Once there is commitment to loving your child more than giving into the hateful feelings, parents can begin to think about acting with the thought, “What is in the best interest of my child?”
In my experience, parents often have a lot of hurt and angry feelings during and post divorce. Seeking co-parenting counseling during that time can offer clarity and thoughtful strategic actions with a neutral third party as it pertains to raising the children. I am very clear with my divorced couples that they never have to wonder whose side I am on; I always tell them, “I will always be on your child’s side.”
Co-parent counseling post divorce is NOT couples counseling. The purpose of the sessions is not to discuss who did what to whom in the past. This type of counseling is future thinking. Moving forward in co-parenting helps the children manage their new way of life post the loss of the family unit.
The topics discussed in counseling depend on where parents are struggling the most. Three common ones that I often help support and negotiate are communication, living arrangements and child rearing decision-making. Each of these subjects could be an article onto themselves but for the sake of this excerpt, here are some ideas.

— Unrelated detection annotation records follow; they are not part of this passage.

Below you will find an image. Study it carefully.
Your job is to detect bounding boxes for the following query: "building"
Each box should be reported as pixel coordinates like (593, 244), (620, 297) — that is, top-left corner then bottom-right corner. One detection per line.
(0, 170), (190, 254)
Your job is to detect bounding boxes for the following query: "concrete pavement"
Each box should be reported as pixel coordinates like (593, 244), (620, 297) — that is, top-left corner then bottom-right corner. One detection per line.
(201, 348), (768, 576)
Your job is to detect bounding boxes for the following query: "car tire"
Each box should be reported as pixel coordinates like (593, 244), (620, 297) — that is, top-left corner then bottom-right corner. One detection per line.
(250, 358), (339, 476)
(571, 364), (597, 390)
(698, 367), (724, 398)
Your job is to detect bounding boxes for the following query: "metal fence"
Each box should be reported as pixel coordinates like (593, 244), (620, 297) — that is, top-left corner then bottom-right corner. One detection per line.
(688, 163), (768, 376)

Communication: If there is a lot of animosity between the parents, try to practice the idea of “mailman talk.” (Dr. Farber) This translates to trying to talk to your ex, while in front of the children, like you would talk to your mail carrier. Keep it superficial and very light. For example, “It is such a lovely spring day.” Or “ See you on Wednesday.” When information needs to be exchanged regarding the children, if one or both of the parents are unable to keep it civil, try using digital communication via text or email. Bottom line, try to keep the discord away from the children.
Living arrangements: A predictable schedule is best for children so that they can plan and anticipate at which house they will be each night. Some families like to do “a week off” and “a week on,” while other families like to split the week. While keeping a schedule to help the children manage their lives between two houses, it is also helpful to keep a level of flexibility as it benefits the children.
Child rearing decision-making: This area can often be the bulk of co-parenting counseling. As children grow and evolve post divorce, there will be ever-increasing decisions to be made. If the parents have difficulty negotiating and compromising, co-parent counseling can help negotiate the decisions on behalf of the best interest of the children.
The amount of counseling parents need post divorce depends on how quickly the parents can learn the skills to communicate and implement their new system of communication. Most parents find the work difficult at first, but quickly learn that it’s possible to effectively co-parent with their former spouse. Co-parent counseling during and/or post divorce will help parents and children adapt more easily to the new normal.